Plug-in hybrid electric cars? Phooey. They don’t make economic sense.  They don’t represent “green” technology. But they do help the electric utility industry, which has been pushing them hard for a decade, as a way to get some load and revenue from power that otherwise would be dumped.

Now, my curmudgeonly view gets confirmed. The National Resource Council – the working arm of the National Academies of Science – in a December 14 report mandated by Congress and funded through the Department of Energy – concluded that plug-in hybrids are likely to be a dead end at least for the next couple of decades. This despite massive federal subsidies.

The outrageously-high costs of plug-ins, said the academy, “are unlikely to drastically decrease in the near future….Cost to manufacture plug-in hybrid electric vehicles in 2010 are estimated to be as much as $18,000 more than for an equivalent conventional vehicle. Although a mile driven on electricity is cheaper than one driven on gasoline, it will likely take several decades before the upfront costs decline enough to be offset by the lifetime fuel savings. Subsidies in the tens to hundreds of billion of dollars over that period will be needed if plug-ins are to achieve rapid penetration of the U.S. automobile market. Even with these efforts, plug-in hybrid electric vehicles are not expected to significantly impact oil consumption or carbon emissions before 2030.”

So, it is clear, subsidies for plug-ins, including R&D support, and tax write-offs to purchasers, are not going to produce significant national benefits. Let’s hope that Congress is paying attention (although that’s not likely).

The problem with the hybrids is well-known: battery technology. The batteries of choice for the plug-in sedans proposed by GM, Ford, and others remain lithium-ion technology. The NAS report notes that lithium-ion batteries have basically maxed out in terms of performance and cost reductions through scale economies. No improvements to the existing technology or new technologies are on the horizon. “Battery technology has been developing rapidly,” says the academy, “but steep declines in cost do not appear likely over the next couple of years because lithium-ion batteries are already produced in large quantities for cell phones and laptop computers.”

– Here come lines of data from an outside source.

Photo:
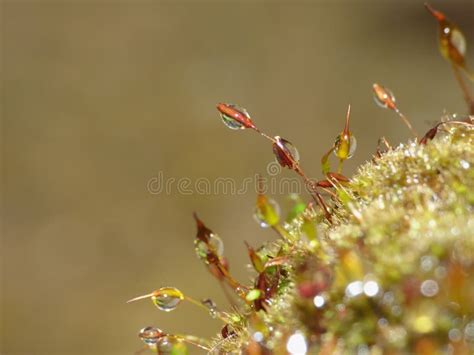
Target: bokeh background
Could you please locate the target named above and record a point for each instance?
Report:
(101, 96)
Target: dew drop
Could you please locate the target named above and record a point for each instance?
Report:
(383, 96)
(167, 298)
(234, 116)
(341, 150)
(211, 306)
(458, 41)
(165, 345)
(150, 335)
(296, 344)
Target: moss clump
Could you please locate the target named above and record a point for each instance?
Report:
(394, 272)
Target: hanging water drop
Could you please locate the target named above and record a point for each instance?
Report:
(342, 150)
(150, 335)
(235, 117)
(167, 298)
(211, 306)
(165, 345)
(383, 97)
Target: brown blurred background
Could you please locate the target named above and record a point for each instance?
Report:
(100, 96)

Plug-ins, relative to conventional hybrids, won’t have much impact on oil consumption by 2030, says the academy, particularly if fuel economy in conventional cars continues to improve. If 40 million plug-ins were in the U.S. fleet in 2030, says the report, they might save 0.2 million barrels of oil per day compared to conventional technologies. That’s a paltry 2% of current U.S. light-duty vehicle fuel consumption.

Nor will plug-ins make a dent in CO2 emissions (for those who care). The plug-ins will produce less carbon emissions than conventional gas and diesel vehicles, but not less than the non-plug-in hybrids, “after accounting for emission at generating stations supplying their electric power….”

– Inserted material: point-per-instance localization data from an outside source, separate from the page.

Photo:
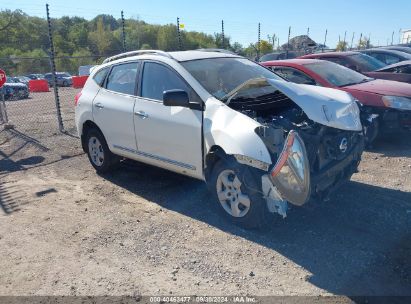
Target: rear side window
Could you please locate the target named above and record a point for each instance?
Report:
(157, 78)
(100, 76)
(122, 78)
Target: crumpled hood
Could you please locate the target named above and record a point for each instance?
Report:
(329, 107)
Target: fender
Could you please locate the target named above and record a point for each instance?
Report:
(233, 132)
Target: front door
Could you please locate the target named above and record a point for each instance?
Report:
(113, 109)
(170, 137)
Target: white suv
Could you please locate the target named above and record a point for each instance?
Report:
(258, 141)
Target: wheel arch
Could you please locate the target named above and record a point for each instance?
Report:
(87, 125)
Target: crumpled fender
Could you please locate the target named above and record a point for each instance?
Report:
(233, 132)
(330, 107)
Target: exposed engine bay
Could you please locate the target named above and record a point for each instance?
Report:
(333, 154)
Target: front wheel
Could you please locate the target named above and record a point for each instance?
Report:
(100, 156)
(237, 189)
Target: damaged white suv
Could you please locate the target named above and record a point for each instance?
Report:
(258, 141)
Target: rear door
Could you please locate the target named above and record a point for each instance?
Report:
(169, 137)
(113, 108)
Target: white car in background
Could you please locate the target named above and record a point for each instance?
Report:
(258, 141)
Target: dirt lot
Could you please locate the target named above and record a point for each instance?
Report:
(64, 230)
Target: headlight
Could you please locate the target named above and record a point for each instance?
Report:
(397, 102)
(291, 173)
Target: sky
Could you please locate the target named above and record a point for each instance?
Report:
(378, 19)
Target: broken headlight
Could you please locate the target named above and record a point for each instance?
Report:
(291, 173)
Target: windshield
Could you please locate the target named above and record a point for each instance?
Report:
(336, 74)
(219, 76)
(367, 63)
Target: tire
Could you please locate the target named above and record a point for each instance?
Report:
(99, 155)
(255, 215)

The NAS report prompted a Dec. 18 Washington Post editorial, noting – which the NAS report did not address – that plug-in subsidies will flow to upper-income people, “the sort of people who can even contemplate buying, insuring and maintaining a car that is more expensive than usual.” The report says that improvements in efficiency of conventional cars – hybrid and old-fashioned internal combustion only – would reduce gasoline consumption by 40% over the next 40 years – without requiring taxpayer dollars.

“Politicians,” said the Post, “prefer plug-in electric hybrids and other flashy vehicle technologies. Pouring on subsidies makes it looks like the government is doing something effective about unemployment, energy independence and environmental pollution. The recent evidence, however, suggests otherwise.”